Participants

Forty-five healthy, right-handed, adult volunteers (22 male) participated in this study [ages, 18–31 years; mean (M) = 23.05]. Participants gave written informed consent and were financially compensated for their time ($15/hour). They received an extra bonus (M = $12.21, standard deviation (SD) = $7.75) proportional to the points earned during the experimental session. All procedures were approved by the Duke University Health System Institutional Review Board. Four participants were excluded from further data analysis due to technical difficulties during their experimental sessions, leaving a final sample of 41 participants (20 male).

Stimuli and task

We designed a probabilistic decision-making task using elements from the experimental designs of

Gehring and Willoughby (2002) and

Frank et al. (2004). Participants sat in front of a computer screen and performed 800 trials over the course of a single experimental session divided into 40, roughly 1.7-minute blocks. Subjects were told that each trial would start with the presentation of two symbols, and that some symbols tended to precede losses and other symbols tended to precede gains. They were instructed to try to learn which symbols were associated with which outcomes and to use that information to bet either 2 points or 8 points on each trial. Also, they were told that the probabilistic relationship between symbols and gains/losses would remain constant during the entire task. Subjects were also informed that although a monetary bonus proportional to the points earned during the session would be given, no information regarding the conversion from points to money would be provided until the end of the experiment. Before data collection, participants completed a 20-trial practice session using a set of symbols different from that used during data collection.

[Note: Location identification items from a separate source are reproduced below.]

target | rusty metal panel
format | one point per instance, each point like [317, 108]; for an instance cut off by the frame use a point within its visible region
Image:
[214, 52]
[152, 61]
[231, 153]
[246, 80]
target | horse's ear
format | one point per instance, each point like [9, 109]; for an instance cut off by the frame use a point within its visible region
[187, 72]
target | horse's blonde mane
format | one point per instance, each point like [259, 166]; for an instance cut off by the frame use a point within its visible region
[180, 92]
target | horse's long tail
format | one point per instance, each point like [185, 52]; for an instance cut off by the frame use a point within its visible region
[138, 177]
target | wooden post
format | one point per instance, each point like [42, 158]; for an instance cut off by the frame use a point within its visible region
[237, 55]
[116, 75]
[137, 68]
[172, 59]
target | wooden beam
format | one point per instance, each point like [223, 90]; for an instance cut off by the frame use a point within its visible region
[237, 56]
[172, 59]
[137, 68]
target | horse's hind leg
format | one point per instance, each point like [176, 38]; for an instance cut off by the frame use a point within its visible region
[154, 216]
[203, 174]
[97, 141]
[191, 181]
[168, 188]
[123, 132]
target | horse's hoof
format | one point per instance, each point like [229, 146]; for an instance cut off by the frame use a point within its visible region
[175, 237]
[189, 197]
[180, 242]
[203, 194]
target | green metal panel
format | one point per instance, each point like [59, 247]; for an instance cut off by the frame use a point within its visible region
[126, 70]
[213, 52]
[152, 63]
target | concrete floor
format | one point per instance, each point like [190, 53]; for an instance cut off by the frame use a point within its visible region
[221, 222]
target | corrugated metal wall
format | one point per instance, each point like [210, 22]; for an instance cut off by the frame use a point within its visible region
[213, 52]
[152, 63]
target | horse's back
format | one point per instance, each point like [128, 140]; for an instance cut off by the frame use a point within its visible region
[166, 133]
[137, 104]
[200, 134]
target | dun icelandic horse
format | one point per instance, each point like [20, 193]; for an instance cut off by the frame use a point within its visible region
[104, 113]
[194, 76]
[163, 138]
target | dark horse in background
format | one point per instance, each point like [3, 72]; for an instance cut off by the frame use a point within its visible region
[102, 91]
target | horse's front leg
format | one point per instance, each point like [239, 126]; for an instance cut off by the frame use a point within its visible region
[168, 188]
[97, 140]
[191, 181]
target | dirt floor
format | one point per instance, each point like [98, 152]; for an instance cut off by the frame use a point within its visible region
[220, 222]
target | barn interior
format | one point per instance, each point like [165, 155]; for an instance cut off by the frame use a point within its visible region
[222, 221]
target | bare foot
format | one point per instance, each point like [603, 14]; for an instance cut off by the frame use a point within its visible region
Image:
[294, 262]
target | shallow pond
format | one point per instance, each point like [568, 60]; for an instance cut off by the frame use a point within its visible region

The temporal sequence of the task as it unfolded over a single trial is shown in . Each trial started with the presentation of a pair of symbols (Higrana characters) and a fixation cross, which were displayed for 1500 ms. The pair of symbols presented on each trial was randomly selected, without replacement, from the set of 20 possible pairings of 5 unique symbols (). Considering that these were right-left counterbalanced, these 20 pairs actually corresponded to 10 unique (non-matching) combinations of symbols, so that each unique combination was presented twice per block.

After an inter-stimulus interval (ISI) jittered between 100 and 300 ms, two white squares with the numerals “8” and “2” depicting the wager-amount choices appeared randomly on the right and left of the fixation cross. Participants chose their wager amount for the trial by pressing a button with the hand corresponding to the side of the screen containing their wager preference. Feedback concerning the outcome of the trial was presented after an ISI jittered between 600 and 1000 ms and appeared as a green box around the chosen number if the participant won on that trial (i.e., gained that number of points) or as a red box around the chosen number if the participant lost that number of points. If no response was made within 1200 ms, the words “no response” and a box corresponding to losing 8 points were presented on the screen. The next trial started after an inter-trial interval (ITI) jittered between 800 and 1200 ms. Participants were instructed to maintain fixation on the fixation cross throughout the experimental runs.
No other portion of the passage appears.